I’m in the part of the course where we discuss transfer learning (taking the last layer of pretrained model and adding new layer with random weights). I’m trying to grasp how that is. The prior layers already have trained parameters but we don’t use those and instead use random ones. When we train new layer for an epoch, after the fact do all the parameters come together and it’s start training on all of them? Just trying to wrap my mind around the math. Are the prior parameter tensors dimensions the same as the new layer? Thank you for the help in advance

Hi, this is how I understand transfer learning:

First we train a model with a different purpose, e.g. a Language Model, so all layers learn meaningful parameters that describe the meaning of words, grammar and word dependencies. Then we remove the last layer (the decoder), which predicts the output (being the word in a sentence for a LM), and instead add a new layer that predicts e.g. the class of a document in text classification.

Thus, all parameters in the model remain the same, except the last layer is removed and initialized with a new final layer. When we then train an epoch all parameters are updated at the same time, unless you use Gradual Unfreezing, which means that your first freeze the final layer and optimize those parameters alone.

The tensor dimensions remain the same in all layers except the final layer, as the final layer is a completely new layer.
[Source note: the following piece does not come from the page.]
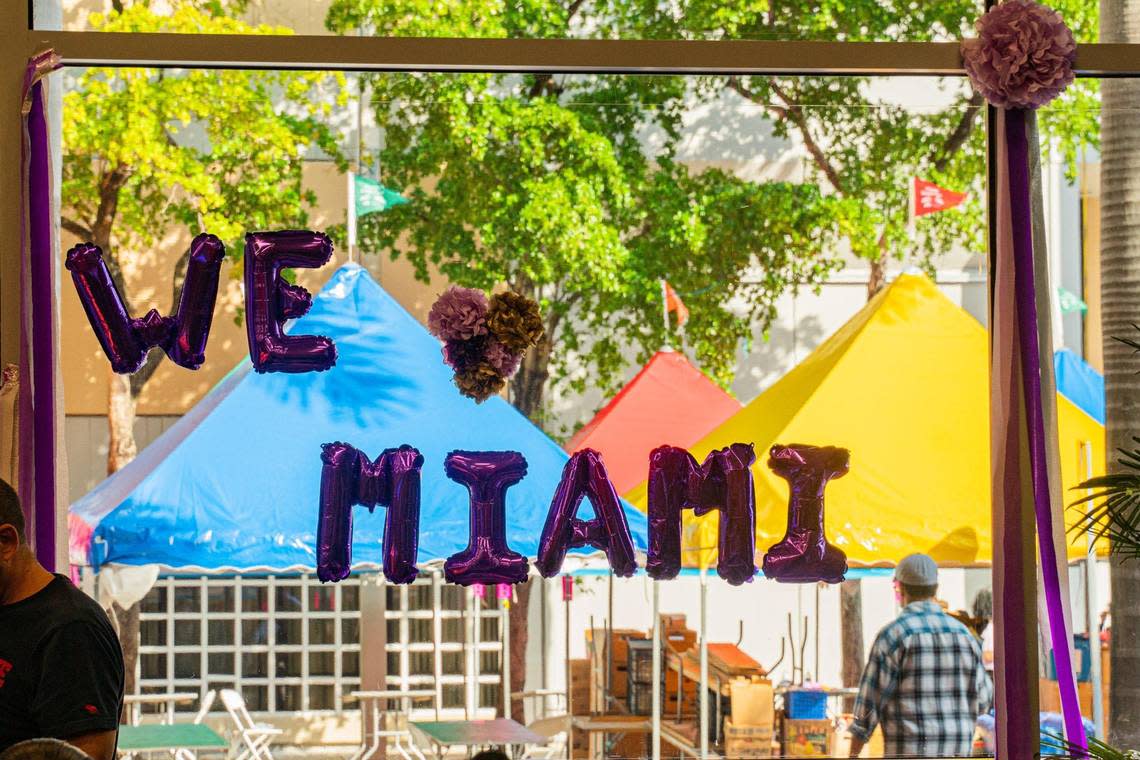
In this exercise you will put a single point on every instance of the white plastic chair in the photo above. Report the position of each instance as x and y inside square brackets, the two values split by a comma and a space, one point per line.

Thank you for your help! So the total parameters for the new model would it be the activations of the all layers except the last plus the new random parameters of the new layer?

yes exactly!

But the activations are determined by the weights and biases, so they also are parameters to be included. And in case of NLP, the word embeddings also are parameters that are included.

Thank you! I’ve done the course one time so I’m re reviewing things i don’t understand fully. It’s so amazing how this course demystified deep learning.

That is my understanding:

let say you have a model that already trained images with 1000 classes. The model hay many layers and let say it ends with 512 activations so it has as last layer a parameter matrix 512x1000 to spit out a vector of 1000 activations (same as number of classes you predict).

When you have a new task i.e. classifying images in 10 classes you get that pretrained model, throw away that 512x1000 matrix and instead create a new 512x10 parameter matrix (initially random). When you train you just train that new matrix, other parameters are frozen. Then you can “fine tune”, unfreezing other parameters and training the whole thing again.